According to Oxford University's Migration Observatory, the International Passenger Survey, which the Office for National Statistics (ONS) previously used to examine immigration, emigration, and net migration, was temporarily suspended in March 2020 due to health risks related to the pandemic. Likewise, National Insurance Number (NINo) registration data which provided some insight into migration patterns was upended by COVID while new registrations for EU citizens have been halted.

​However, it's not only immigration services that are feeling the pressure but also law enforcement agencies, according to the academic.

"All of them have been finding it very difficult in relation to their responsibilities and workloads because of the additional responsibilities and duties in enforcing the COVID regulations", he says. "Also, they have lost personnel because of self-isolation due to COVID - these sorts of issues. It will take a considerable amount of time - probably 12, 18 months before things actually sort of look about returning to normal".

​When it rains, it pours, continues Williams citing the massive loss of criminal records data last month due to a "human error". In mid-January, Minister for Policing Kit Malthouse told British lawmakers that hundreds of thousands of DNA records and other sensitive data on suspects were wiped during a "regular housekeeping process" on the national police computers. According to Malthouse, the authorities were trying to recover the data but there was no guarantee that no criminal probe would be affected by the disruption.

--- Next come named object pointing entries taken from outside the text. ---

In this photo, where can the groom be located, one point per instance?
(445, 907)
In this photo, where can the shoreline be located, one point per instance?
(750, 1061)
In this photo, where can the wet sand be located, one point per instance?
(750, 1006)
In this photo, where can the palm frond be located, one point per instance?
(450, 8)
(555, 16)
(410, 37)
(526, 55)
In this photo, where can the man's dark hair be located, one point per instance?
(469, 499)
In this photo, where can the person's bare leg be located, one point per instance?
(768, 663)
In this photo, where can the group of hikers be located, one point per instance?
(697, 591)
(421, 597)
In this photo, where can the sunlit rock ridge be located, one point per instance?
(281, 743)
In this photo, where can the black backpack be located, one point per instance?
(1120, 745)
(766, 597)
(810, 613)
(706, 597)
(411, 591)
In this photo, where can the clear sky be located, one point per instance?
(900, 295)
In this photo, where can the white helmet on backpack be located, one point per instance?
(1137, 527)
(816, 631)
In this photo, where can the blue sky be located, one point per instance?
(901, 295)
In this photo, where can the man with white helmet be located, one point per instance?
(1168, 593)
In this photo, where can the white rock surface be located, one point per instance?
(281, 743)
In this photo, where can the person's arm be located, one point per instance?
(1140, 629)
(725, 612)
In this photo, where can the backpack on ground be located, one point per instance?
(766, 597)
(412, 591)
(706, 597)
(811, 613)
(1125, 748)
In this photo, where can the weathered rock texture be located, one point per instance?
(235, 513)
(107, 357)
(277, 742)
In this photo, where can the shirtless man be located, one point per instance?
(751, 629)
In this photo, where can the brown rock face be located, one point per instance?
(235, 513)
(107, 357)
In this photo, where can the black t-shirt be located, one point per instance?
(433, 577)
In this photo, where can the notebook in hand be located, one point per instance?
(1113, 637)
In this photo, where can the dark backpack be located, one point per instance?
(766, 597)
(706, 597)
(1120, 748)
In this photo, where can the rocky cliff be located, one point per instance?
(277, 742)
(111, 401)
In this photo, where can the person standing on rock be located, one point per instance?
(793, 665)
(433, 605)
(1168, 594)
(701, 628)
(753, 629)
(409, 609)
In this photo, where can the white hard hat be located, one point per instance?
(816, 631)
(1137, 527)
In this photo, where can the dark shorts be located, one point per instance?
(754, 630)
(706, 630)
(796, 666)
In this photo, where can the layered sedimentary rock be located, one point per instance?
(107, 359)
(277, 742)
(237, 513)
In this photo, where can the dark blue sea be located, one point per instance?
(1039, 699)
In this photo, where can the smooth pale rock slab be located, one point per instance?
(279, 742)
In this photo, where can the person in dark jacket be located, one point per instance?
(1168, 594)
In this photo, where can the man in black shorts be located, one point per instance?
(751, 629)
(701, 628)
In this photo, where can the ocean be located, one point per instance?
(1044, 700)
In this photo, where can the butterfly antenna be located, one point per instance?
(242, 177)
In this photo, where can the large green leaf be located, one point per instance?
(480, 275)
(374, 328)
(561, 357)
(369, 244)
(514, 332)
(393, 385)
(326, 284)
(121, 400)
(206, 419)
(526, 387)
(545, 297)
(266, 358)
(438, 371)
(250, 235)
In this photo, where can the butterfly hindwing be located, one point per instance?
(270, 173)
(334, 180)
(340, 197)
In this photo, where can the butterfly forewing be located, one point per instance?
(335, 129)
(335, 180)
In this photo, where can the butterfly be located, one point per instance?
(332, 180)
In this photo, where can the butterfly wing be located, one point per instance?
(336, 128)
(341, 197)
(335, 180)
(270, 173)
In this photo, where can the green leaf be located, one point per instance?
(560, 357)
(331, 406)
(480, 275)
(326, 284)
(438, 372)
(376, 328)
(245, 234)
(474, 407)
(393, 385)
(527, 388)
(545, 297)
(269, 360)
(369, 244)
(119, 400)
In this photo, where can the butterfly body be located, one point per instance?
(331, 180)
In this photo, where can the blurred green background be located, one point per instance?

​It Will Take Time to Adjust to New Post-Brexit Reality

While quarantine measures are still in place and less people are travelling it's probably going to be easier in the short term to manage the problem, according to Williams. However, "in the medium term, for example, if things pick up in the summer when people start to travel again, it will be difficult for the security services to adjust at the moment", he says.

When it comes to the longer term "more permanent planning needs to be put in place, particularly to address the shortfall of the information and the intelligence that the UK has lost because of Brexit", the academic emphasises, suggesting that Britain needs to overhaul the migration system.

The UK's post-Brexit immigration policy can be as effective as they need it to be, but the immigration services and all the security services that are linked to transit in and out of the country, they all have to adjust to the new post-Brexit environment and new regulations, he believes.

"A lot of it will be based upon local police intelligence as opposed to the national police intelligence, because we're not quite sure of how much intelligence was lost due to this error on the police national computer", the academic says. "And we're not completely sure, although we know it is substantial - that the UK immigration services and the police services made a lot of use of the EU databases".

Although new working practices are in the process of being implemented in the UK it is unlikely that they will be as effective in the short term as they were until the 31st of December, Williams concludes.